Why do I spend 80% of every day painting, thinking about what I am painting or what I’m going to paint next?
Because it’s very important to express my feelings about my subjects, I just have to get it out. But am I really, getting “it” out? Are they reflecting what is inside me or just a piece of canvas with paint on it representing three dimension on a two dimensional surface.
For many years that is just what was happening…looks like the subject….yeah, good work, repeat. At some point this was very boring, wasn’t I more interesting than that, come on, can’t I make it more about me and less about the subject. This sounds a bit selfish, but I think that is exactly what good painting is about, your personal point of view.
Below is a recent painting I just complete, “Help Wanted”, and the versions that were necessary steps to help me arrive at my authentic point of view.
The original photo. What I don’t like about it; the overall yellowish tone, Too much red in the lower section. This could take a nose dive into cuteness or sentiment. These things are fairly easy to overcome.

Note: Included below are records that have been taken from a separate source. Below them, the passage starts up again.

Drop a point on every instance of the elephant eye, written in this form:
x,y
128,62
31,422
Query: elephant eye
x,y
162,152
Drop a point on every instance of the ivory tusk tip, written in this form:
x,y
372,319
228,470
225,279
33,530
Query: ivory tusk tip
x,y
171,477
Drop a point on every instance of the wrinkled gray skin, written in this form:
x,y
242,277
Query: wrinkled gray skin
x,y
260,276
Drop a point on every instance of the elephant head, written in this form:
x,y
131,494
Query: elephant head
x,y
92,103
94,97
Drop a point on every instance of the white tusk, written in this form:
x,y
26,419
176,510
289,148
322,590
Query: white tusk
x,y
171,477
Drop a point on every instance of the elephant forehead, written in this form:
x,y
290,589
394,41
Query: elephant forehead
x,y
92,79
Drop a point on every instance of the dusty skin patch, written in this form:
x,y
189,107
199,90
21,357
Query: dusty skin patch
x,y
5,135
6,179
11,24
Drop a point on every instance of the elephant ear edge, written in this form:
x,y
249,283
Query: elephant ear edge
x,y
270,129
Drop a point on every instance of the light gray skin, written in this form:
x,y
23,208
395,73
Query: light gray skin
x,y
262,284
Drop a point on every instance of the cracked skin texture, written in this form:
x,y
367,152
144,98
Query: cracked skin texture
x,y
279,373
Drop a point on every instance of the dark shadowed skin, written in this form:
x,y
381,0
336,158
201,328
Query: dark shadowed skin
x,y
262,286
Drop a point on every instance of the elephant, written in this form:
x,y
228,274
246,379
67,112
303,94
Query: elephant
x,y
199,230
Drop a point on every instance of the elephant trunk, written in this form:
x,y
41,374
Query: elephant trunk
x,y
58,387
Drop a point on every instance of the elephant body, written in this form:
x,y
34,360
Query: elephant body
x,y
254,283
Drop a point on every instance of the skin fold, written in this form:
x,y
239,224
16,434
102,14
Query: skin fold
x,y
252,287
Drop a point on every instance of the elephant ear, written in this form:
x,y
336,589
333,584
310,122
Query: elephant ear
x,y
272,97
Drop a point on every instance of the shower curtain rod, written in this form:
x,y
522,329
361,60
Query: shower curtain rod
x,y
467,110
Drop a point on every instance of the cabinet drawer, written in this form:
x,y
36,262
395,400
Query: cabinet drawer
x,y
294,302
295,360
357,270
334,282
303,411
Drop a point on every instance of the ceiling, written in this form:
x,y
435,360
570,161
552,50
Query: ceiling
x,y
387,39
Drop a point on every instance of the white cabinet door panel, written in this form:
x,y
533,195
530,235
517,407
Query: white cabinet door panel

Shift the color balance cooler and crop in the lower section. The sentimentality is going to be a conscious effort to not fall into what I’ve seen before.
Now for the really important stuff… what do I like, or why would I want to paint this, what’s my point of view? Looks like this you girl is waiting to be interviewed for a job. There is tension in her hands as she grips her purse, ( at least in one hand, I’ll have to re-gesture the other one) . Her face is tense and listless at once. Her blouse is a little too big maybe borrowed from someone, the hat sits at an awkward angle. Obviously not something she has worn much.
I’ve been there! Wearing uncomfortable “dress-up” clothes,trying to get a job, feeling in a trance because the Manager was too busy with important stuff to give me the time of day. An uneasy situation for sure.
Above, exploring my options. I could give her a dark jacket and gloves, add something dark to the left. Taking the color out of it, turning it to pure value can help with design decisions. How am I going to fill the space in an interesting way?
At this point I reconnected with my purpose and it was not working, why? The attitude of the hands and expression in the face were lost. The ground and her skirt were more interesting, not my intention. What do I do now?
Could put it in the failed paintings pile and move on to something else…or….really learn something and figure out how to turn it around.
She needs to be bigger in the story, crop in closer to really see her face and hands, Back to the light blouse and hands with no gloves, just attack it and make it behave!
The beginning of the “right” thing over the “wrong” thing”. It’s a little confusing to just paint over something else, but makes you realize, this is about you, you can do anything you want to, that’s freeing!
This is what I wanted to say, my point of view. There could be hundreds of others, but this one is mine.